Sunday, 18 December 2016

Paterson: How a Poet Lives in the World

I went to see the film Paterson (directed by Jim Jarmusch) this weekend. I think this film was a double rarity: it was not only a film about a poet, but the poet was a fictional character who is unlikely to ever become famous. In that regard it was very different from the beautiful Bright Star, which is about Keats and probably my favourite poetry film (not that I have many contenders.)

Paterson is a very quiet story about a man named Paterson (Adam Driver) who works as a bus driver in Paterson, New Jersey. Paterson is also the title of an epic poem by William Carlos Williams, about the same city, and William Carlos Williams is the one real poet who gets quite a lot of time in the film. The film's Paterson goes to work and has a peaceful, loving relationship with his girlfriend (wife?) Laura (Goldshifteh Farahani). He writes poetry when he can and Laura encourages him, particularly as she is also artistic. There is also a dog, Marvin, who I must say was a consummate actor.

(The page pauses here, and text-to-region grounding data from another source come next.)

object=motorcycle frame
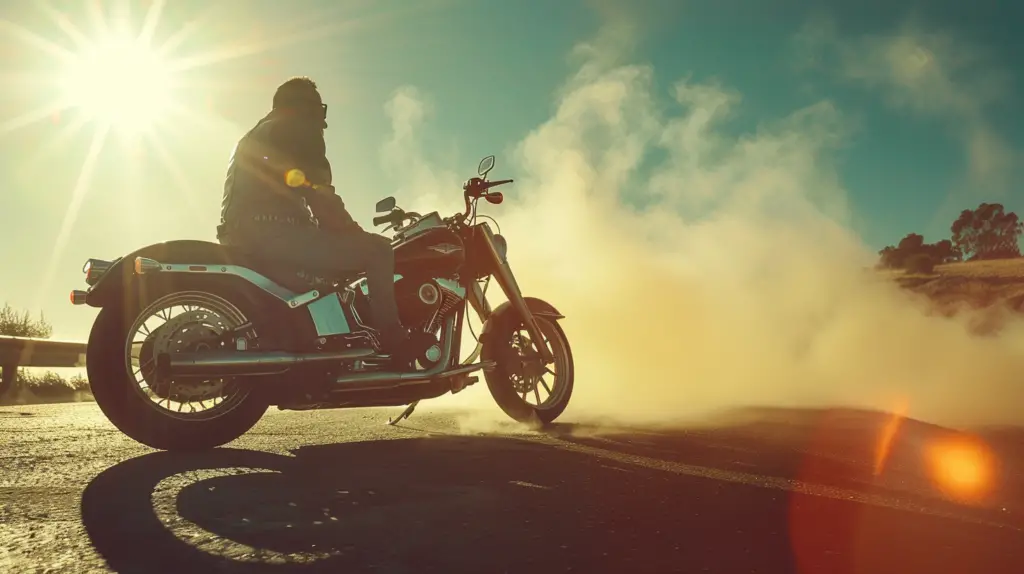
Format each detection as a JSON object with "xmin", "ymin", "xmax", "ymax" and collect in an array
[{"xmin": 118, "ymin": 220, "xmax": 551, "ymax": 367}]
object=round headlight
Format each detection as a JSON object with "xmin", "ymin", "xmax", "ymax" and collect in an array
[{"xmin": 492, "ymin": 233, "xmax": 508, "ymax": 264}]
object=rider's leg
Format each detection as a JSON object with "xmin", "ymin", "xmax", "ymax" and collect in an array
[
  {"xmin": 346, "ymin": 232, "xmax": 436, "ymax": 363},
  {"xmin": 233, "ymin": 224, "xmax": 432, "ymax": 362}
]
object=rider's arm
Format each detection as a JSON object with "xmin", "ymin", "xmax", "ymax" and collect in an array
[
  {"xmin": 272, "ymin": 116, "xmax": 363, "ymax": 234},
  {"xmin": 271, "ymin": 116, "xmax": 332, "ymax": 186}
]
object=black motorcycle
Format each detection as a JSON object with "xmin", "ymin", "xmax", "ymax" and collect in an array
[{"xmin": 69, "ymin": 155, "xmax": 574, "ymax": 451}]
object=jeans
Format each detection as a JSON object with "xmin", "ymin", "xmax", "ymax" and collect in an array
[{"xmin": 222, "ymin": 222, "xmax": 405, "ymax": 347}]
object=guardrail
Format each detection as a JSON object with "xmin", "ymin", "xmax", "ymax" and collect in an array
[{"xmin": 0, "ymin": 336, "xmax": 88, "ymax": 397}]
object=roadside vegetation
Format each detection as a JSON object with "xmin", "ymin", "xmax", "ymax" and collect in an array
[{"xmin": 0, "ymin": 303, "xmax": 92, "ymax": 404}]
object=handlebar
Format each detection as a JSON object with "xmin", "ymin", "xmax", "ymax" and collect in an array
[
  {"xmin": 373, "ymin": 209, "xmax": 423, "ymax": 229},
  {"xmin": 459, "ymin": 177, "xmax": 514, "ymax": 221},
  {"xmin": 373, "ymin": 174, "xmax": 514, "ymax": 231}
]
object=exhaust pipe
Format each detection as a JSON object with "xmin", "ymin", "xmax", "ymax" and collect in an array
[
  {"xmin": 328, "ymin": 361, "xmax": 495, "ymax": 392},
  {"xmin": 162, "ymin": 316, "xmax": 494, "ymax": 390},
  {"xmin": 163, "ymin": 347, "xmax": 375, "ymax": 378}
]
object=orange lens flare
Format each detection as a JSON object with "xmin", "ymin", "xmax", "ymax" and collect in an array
[
  {"xmin": 873, "ymin": 398, "xmax": 908, "ymax": 476},
  {"xmin": 924, "ymin": 434, "xmax": 997, "ymax": 504}
]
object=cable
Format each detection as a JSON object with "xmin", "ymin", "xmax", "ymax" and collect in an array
[
  {"xmin": 474, "ymin": 213, "xmax": 501, "ymax": 234},
  {"xmin": 465, "ymin": 275, "xmax": 491, "ymax": 343}
]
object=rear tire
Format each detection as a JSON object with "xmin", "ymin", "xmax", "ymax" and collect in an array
[
  {"xmin": 87, "ymin": 284, "xmax": 269, "ymax": 451},
  {"xmin": 482, "ymin": 312, "xmax": 574, "ymax": 426}
]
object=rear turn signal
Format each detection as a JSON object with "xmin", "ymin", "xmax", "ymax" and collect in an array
[{"xmin": 70, "ymin": 290, "xmax": 88, "ymax": 305}]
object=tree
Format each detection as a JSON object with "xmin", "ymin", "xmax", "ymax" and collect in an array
[
  {"xmin": 950, "ymin": 203, "xmax": 1023, "ymax": 261},
  {"xmin": 0, "ymin": 303, "xmax": 53, "ymax": 338},
  {"xmin": 905, "ymin": 253, "xmax": 936, "ymax": 274},
  {"xmin": 877, "ymin": 234, "xmax": 959, "ymax": 270}
]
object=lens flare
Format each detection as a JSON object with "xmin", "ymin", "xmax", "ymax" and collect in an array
[{"xmin": 923, "ymin": 433, "xmax": 998, "ymax": 504}]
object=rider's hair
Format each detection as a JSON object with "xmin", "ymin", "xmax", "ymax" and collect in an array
[{"xmin": 272, "ymin": 76, "xmax": 320, "ymax": 110}]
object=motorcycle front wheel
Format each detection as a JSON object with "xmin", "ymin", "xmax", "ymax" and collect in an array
[{"xmin": 481, "ymin": 313, "xmax": 574, "ymax": 425}]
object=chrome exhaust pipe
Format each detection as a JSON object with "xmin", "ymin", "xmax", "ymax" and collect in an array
[
  {"xmin": 329, "ymin": 361, "xmax": 496, "ymax": 393},
  {"xmin": 328, "ymin": 316, "xmax": 496, "ymax": 391},
  {"xmin": 164, "ymin": 347, "xmax": 375, "ymax": 378}
]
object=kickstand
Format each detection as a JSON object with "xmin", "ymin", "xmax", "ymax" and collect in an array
[{"xmin": 387, "ymin": 400, "xmax": 420, "ymax": 426}]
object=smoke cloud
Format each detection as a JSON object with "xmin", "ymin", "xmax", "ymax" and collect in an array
[{"xmin": 379, "ymin": 26, "xmax": 1024, "ymax": 430}]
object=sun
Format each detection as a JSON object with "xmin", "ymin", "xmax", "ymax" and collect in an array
[{"xmin": 58, "ymin": 33, "xmax": 177, "ymax": 135}]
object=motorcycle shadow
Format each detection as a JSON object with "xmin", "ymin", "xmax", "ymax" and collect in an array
[{"xmin": 87, "ymin": 435, "xmax": 792, "ymax": 574}]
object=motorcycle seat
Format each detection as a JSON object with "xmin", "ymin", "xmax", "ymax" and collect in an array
[
  {"xmin": 139, "ymin": 240, "xmax": 360, "ymax": 295},
  {"xmin": 221, "ymin": 245, "xmax": 362, "ymax": 293}
]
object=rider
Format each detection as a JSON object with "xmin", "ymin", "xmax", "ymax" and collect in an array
[{"xmin": 216, "ymin": 76, "xmax": 434, "ymax": 368}]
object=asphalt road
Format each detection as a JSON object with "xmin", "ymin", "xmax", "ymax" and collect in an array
[{"xmin": 0, "ymin": 402, "xmax": 1022, "ymax": 574}]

This is the quietest of films, and the plot twist - if it can be called a plot twist - was very obvious. The poetry was just ok (which is probably realistic). What made the film beautiful to me was the way in which it depicted a poet's perceptions of the world and the way they move through it. A poet is both more absent and more present in the world than other people, and Adam Driver's lovely performance depicted this perfectly. There was an interior-ness to the camerawork which was wonderful. We seemed to be seeing through the poet's eyes, in the way that poets notice certain things, pattern their worlds, and encounter situations in a way that seems to be almost synchronicity but is probably a form of confirmation bias leading to writing. All of this was done very perceptively through subtle camera angles. The moments of actual poetic creation, or the moments on the cusp of creation, also had a layered/surreal feel which contrasted with the other scenes.

Paterson isn't a perfect film but I thought that this portrayal of a artist's mind and the artistic process was quite rare and beautiful, and that it was worth seeing for those aspects alone.


  1. Hey Clarissa, I watched Paterson recently and thought I'd come back to your post.

    I loved Paterson, Jim Jarmusch has become one of my favorite contemporary directors. If you liked the feel and pace of Paterson, you'll like his other films.

    Your comment about how poets are both very absent and very present in the world is very interesting. Paterson is a very quiet, introspective person, but one who is always ready to engage in conversation with practically anyone who crosses his path (the laundromat musician, the Japanese tourist, the little girl).

    And did you know the poetry in the film was written by a contemporary author? I thought it was well chosen because it matches the movie so well. It sounded very modern and of-the-moment, which is to say, not quite my taste :)

    1. Hi Paula, it's lovely to hear from you! I hope you're well. I miss seeing new posts on your blog, though! (hint hint!)

      Glad you got to see Paterson. I don't think I have seen other Jim Jarmusch films so I will keep it in mind.

      Yes, I did learn afterwards that the poetry was by Ron Padgett. I feel a bit similarly, I think. It certainly wasn't bad poetry, but perhaps it's not really to my taste. But the depiction of how Paterson worked on the poetry, and how the poems grew out of his life, was outstanding.